J Immigr Minor Health. 2011 Dec;13(6):1099-109. doi: 10.1007/s10903-010-9415-8.
Missing data often occur in cross-sectional surveys and longitudinal and experimental studies. The purpose of this study was to compare the prediction of self-rated health (SRH), a robust predictor of morbidity and mortality among diverse populations, before and after imputation of the missing variable "yearly household income." We reviewed data from 4,162 participants of Mexican origin recruited from July 1, 2002, through December 31, 2005, and who were enrolled in a population-based cohort study. Missing yearly income data were imputed using three different single imputation methods and one multiple imputation under a Bayesian approach. Of 4,162 participants, 3,121 were randomly assigned to a training set (to derive the yearly income imputation methods and develop the health-outcome prediction models) and 1,041 to a testing set (to compare the areas under the curve (AUC) of the receiver-operating characteristic of the resulting health-outcome prediction models). The discriminatory powers of the SRH prediction models were good (range, 69-72%) and compared to the prediction model obtained after no imputation of missing yearly income, all other imputation methods improved the prediction of SRH (P < 0.05 for all comparisons) with the AUC for the model after multiple imputation being the highest (AUC = 0.731). Furthermore, given that yearly income was imputed using multiple imputation, the odds of SRH as good or better increased by 11% for each $5,000 increment in yearly income. This study showed that although imputation of missing data for a key predictor variable can improve a risk health-outcome prediction model, further work is needed to illuminate the risk factors associated with SRH.

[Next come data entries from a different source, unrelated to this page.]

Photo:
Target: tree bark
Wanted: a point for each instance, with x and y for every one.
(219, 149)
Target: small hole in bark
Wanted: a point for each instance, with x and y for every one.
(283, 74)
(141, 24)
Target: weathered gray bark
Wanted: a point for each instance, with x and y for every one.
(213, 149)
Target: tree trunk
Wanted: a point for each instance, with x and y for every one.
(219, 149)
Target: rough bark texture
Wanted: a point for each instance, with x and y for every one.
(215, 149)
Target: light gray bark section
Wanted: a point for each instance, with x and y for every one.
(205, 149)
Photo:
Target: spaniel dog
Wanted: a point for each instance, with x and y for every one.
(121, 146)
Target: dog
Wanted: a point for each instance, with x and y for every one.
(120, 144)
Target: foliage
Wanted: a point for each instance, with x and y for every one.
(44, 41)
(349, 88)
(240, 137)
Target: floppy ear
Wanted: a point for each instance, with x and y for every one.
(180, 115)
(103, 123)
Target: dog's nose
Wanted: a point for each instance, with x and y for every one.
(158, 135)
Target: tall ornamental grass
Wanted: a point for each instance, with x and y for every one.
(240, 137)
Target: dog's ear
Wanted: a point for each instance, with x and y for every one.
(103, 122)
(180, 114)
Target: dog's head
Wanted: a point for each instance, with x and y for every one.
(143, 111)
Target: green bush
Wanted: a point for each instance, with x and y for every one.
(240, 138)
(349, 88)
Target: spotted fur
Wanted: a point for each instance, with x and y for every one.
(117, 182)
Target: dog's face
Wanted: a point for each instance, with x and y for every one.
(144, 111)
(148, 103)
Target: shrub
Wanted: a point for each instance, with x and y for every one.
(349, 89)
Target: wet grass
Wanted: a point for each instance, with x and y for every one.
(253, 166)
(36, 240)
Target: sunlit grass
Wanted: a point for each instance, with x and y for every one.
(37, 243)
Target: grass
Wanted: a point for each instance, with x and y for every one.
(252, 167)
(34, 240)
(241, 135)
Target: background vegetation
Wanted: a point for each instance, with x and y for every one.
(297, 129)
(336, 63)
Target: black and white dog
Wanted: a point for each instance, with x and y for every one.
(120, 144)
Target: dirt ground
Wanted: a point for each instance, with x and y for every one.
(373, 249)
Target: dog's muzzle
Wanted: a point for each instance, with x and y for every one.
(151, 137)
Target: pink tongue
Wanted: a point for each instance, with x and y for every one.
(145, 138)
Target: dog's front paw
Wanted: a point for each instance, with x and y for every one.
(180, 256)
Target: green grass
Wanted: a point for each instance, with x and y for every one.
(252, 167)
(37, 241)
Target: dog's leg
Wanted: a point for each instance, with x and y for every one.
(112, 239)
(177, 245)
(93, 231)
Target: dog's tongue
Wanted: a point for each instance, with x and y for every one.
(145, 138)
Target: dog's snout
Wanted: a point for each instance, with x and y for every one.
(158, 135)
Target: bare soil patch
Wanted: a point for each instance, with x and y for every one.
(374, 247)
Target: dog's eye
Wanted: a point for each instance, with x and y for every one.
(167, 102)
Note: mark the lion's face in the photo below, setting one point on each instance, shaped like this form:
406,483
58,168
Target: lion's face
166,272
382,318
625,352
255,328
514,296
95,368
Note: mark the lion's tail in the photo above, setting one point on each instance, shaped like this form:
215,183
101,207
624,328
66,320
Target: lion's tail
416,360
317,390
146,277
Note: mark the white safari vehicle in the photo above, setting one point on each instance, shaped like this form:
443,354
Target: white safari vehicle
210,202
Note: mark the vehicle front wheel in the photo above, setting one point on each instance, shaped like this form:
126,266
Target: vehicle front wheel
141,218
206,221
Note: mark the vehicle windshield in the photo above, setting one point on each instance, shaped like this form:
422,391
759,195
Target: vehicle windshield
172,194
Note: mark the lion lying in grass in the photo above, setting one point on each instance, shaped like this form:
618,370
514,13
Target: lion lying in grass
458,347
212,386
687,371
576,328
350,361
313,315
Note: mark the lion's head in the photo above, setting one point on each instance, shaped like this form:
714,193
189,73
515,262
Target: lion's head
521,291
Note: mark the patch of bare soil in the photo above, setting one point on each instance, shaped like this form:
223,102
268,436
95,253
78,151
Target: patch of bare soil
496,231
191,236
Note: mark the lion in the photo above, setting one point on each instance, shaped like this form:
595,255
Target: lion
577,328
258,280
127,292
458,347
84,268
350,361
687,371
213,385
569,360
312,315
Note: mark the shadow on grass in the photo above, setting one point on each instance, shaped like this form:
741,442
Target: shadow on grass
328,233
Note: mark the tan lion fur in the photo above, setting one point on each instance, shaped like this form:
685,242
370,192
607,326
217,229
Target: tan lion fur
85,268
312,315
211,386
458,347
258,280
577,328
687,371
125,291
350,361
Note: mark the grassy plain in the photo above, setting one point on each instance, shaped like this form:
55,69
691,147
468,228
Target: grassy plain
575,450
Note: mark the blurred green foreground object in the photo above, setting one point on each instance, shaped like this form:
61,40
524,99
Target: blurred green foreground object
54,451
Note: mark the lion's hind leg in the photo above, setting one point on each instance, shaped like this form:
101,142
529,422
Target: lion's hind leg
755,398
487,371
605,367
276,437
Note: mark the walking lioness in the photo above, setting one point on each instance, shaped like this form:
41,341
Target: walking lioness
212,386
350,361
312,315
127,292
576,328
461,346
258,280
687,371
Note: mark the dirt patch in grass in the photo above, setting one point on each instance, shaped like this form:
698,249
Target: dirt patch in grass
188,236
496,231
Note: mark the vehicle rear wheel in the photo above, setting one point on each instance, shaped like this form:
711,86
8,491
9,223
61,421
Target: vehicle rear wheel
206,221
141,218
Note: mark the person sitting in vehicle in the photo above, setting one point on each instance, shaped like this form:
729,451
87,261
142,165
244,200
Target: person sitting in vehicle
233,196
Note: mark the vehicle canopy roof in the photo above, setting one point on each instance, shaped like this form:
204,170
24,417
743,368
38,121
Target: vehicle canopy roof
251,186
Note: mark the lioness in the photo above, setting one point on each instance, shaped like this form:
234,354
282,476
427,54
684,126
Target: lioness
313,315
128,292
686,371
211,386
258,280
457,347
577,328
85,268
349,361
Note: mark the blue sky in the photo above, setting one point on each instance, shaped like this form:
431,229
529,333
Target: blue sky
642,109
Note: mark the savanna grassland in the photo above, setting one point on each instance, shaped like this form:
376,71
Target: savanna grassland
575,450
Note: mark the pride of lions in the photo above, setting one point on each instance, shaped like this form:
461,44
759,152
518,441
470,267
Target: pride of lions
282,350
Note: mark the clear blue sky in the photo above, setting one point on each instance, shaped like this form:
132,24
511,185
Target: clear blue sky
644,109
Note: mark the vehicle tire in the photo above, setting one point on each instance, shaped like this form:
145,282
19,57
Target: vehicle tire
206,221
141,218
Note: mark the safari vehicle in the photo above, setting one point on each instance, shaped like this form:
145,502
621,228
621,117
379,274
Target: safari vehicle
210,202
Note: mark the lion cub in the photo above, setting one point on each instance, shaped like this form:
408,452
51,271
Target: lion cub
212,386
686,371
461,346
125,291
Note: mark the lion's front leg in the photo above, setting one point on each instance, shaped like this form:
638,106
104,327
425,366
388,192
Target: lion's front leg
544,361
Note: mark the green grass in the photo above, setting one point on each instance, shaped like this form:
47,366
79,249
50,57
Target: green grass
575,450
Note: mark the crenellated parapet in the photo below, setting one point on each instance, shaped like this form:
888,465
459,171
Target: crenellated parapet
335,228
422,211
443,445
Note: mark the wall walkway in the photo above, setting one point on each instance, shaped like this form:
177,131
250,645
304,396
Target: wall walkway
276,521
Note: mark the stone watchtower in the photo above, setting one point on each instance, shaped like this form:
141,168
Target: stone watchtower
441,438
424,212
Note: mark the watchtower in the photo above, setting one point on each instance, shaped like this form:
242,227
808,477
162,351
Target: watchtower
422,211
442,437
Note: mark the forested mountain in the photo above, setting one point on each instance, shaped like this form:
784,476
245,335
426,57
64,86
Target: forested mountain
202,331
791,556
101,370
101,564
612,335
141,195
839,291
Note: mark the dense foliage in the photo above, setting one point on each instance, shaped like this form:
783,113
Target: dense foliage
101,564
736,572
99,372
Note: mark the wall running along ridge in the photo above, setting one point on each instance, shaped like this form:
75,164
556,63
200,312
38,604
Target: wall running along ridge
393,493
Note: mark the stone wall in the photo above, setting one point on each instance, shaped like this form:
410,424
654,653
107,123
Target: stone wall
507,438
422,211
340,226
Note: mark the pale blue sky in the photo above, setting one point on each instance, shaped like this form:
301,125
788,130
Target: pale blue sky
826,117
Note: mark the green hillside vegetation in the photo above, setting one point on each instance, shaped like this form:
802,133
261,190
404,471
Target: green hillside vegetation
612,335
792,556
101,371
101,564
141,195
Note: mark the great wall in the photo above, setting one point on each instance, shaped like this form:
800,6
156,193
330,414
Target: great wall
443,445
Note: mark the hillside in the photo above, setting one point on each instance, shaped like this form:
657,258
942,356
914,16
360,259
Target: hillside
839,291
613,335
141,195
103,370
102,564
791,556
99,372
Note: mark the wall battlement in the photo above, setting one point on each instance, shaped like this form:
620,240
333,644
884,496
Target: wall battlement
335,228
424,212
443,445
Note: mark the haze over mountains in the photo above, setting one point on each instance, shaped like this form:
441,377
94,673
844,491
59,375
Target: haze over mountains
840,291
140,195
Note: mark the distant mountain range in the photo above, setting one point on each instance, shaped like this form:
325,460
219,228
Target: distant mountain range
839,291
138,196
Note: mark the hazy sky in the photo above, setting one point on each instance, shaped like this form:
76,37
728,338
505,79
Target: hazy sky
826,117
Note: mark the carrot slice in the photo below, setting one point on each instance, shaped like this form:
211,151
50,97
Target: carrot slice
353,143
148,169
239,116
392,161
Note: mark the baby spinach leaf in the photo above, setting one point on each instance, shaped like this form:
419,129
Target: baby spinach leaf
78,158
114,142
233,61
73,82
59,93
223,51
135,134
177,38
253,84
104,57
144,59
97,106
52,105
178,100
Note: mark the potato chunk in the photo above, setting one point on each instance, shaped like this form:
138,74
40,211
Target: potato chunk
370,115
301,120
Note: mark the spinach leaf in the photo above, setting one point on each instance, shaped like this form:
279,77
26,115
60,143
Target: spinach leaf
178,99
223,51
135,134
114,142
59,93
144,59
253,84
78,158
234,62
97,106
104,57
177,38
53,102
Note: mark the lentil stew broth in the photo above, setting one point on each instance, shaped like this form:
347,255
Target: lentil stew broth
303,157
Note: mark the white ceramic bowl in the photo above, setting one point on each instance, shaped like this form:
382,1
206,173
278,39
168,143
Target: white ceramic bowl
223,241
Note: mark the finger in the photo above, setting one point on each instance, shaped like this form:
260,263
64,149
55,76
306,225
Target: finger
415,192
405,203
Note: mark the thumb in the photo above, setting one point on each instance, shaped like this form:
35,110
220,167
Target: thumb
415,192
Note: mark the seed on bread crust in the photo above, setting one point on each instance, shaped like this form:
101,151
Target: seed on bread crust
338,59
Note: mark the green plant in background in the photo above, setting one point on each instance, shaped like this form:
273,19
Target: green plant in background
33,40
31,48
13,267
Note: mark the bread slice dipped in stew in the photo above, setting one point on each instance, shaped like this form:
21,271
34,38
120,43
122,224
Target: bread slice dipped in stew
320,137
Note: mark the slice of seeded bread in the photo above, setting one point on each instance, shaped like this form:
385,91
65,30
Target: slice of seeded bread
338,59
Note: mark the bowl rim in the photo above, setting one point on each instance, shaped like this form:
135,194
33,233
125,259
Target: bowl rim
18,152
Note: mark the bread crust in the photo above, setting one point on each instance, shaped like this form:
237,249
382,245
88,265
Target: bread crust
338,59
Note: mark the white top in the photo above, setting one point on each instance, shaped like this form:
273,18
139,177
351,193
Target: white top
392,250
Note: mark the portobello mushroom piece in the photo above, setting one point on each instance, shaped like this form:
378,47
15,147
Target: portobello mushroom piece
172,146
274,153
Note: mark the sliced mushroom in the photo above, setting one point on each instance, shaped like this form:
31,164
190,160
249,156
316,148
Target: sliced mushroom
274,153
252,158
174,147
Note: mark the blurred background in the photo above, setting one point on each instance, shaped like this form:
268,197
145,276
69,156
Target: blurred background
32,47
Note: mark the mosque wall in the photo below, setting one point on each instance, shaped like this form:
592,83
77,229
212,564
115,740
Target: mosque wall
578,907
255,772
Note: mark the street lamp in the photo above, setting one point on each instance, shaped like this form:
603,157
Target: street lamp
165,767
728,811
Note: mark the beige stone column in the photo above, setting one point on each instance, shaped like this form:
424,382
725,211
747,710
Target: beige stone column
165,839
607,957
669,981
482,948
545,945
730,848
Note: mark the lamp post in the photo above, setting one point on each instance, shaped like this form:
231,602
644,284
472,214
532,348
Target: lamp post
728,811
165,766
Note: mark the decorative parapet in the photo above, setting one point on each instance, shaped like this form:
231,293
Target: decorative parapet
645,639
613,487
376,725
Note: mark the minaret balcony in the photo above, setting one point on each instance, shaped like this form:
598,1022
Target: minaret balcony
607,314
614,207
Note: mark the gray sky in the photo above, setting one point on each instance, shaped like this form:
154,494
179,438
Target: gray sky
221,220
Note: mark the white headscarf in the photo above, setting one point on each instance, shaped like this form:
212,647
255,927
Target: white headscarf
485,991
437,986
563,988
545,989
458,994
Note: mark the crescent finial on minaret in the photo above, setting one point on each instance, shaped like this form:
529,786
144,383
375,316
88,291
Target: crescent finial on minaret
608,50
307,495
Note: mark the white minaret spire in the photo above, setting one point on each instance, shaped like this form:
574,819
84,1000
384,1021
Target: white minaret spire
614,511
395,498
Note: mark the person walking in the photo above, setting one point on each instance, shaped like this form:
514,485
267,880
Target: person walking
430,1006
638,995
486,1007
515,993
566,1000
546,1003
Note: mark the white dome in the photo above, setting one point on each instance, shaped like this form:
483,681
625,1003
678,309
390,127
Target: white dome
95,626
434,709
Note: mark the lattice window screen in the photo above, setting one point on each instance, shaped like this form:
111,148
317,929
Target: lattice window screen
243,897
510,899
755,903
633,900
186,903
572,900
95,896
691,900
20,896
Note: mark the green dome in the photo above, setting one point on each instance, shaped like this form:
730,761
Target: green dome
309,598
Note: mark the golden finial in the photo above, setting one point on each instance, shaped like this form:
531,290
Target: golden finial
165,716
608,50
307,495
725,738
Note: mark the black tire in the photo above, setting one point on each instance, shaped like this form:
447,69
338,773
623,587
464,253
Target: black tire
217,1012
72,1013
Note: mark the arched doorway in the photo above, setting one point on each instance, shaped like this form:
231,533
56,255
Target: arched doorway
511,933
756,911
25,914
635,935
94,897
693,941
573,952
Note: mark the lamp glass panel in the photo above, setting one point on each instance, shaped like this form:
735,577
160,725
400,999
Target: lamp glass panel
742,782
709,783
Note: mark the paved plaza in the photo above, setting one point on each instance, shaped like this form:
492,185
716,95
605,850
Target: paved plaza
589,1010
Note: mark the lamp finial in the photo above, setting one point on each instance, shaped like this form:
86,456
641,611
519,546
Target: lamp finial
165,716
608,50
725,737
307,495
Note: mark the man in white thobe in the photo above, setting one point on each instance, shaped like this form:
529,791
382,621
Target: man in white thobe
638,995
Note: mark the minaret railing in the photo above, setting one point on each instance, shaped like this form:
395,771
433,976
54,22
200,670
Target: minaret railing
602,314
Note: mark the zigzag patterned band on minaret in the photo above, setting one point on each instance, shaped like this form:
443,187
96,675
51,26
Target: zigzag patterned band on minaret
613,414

缺失数据在横断面调查、纵向研究和实验研究中经常发生。本研究旨在比较缺失变量"年家庭收入"的插补前后对自评健康(SRH)的预测,SRH 是不同人群发病率和死亡率的有力预测指标。我们回顾了 2002 年 7 月 1 日至 2005 年 12 月 31 日期间招募的墨西哥裔来源的 4162 名参与者的数据,这些参与者参加了一项基于人群的队列研究。使用三种不同的单一插补方法和一种贝叶斯多变量插补方法对缺失的年家庭收入数据进行了插补。在 4162 名参与者中,3121 名被随机分配到训练集(用于推导年家庭收入插补方法和开发健康结果预测模型),1041 名被分配到测试集(用于比较由此产生的健康结果预测模型的接收者操作特征曲线(ROC)下面积(AUC)。SRH 预测模型的判别能力较好(范围为 69-72%),与未对缺失的年家庭收入进行插补的预测模型相比,所有其他插补方法均提高了 SRH 的预测(所有比较 P<0.05),其中多变量插补后的模型 AUC 最高(AUC=0.731)。此外,鉴于使用多变量插补对缺失数据进行了插补,年家庭收入每增加 5000 美元,SRH 为良好或更好的几率增加 11%。本研究表明,尽管对关键预测变量的缺失数据进行插补可以改进健康结果的风险预测模型,但仍需要进一步研究阐明与 SRH 相关的风险因素。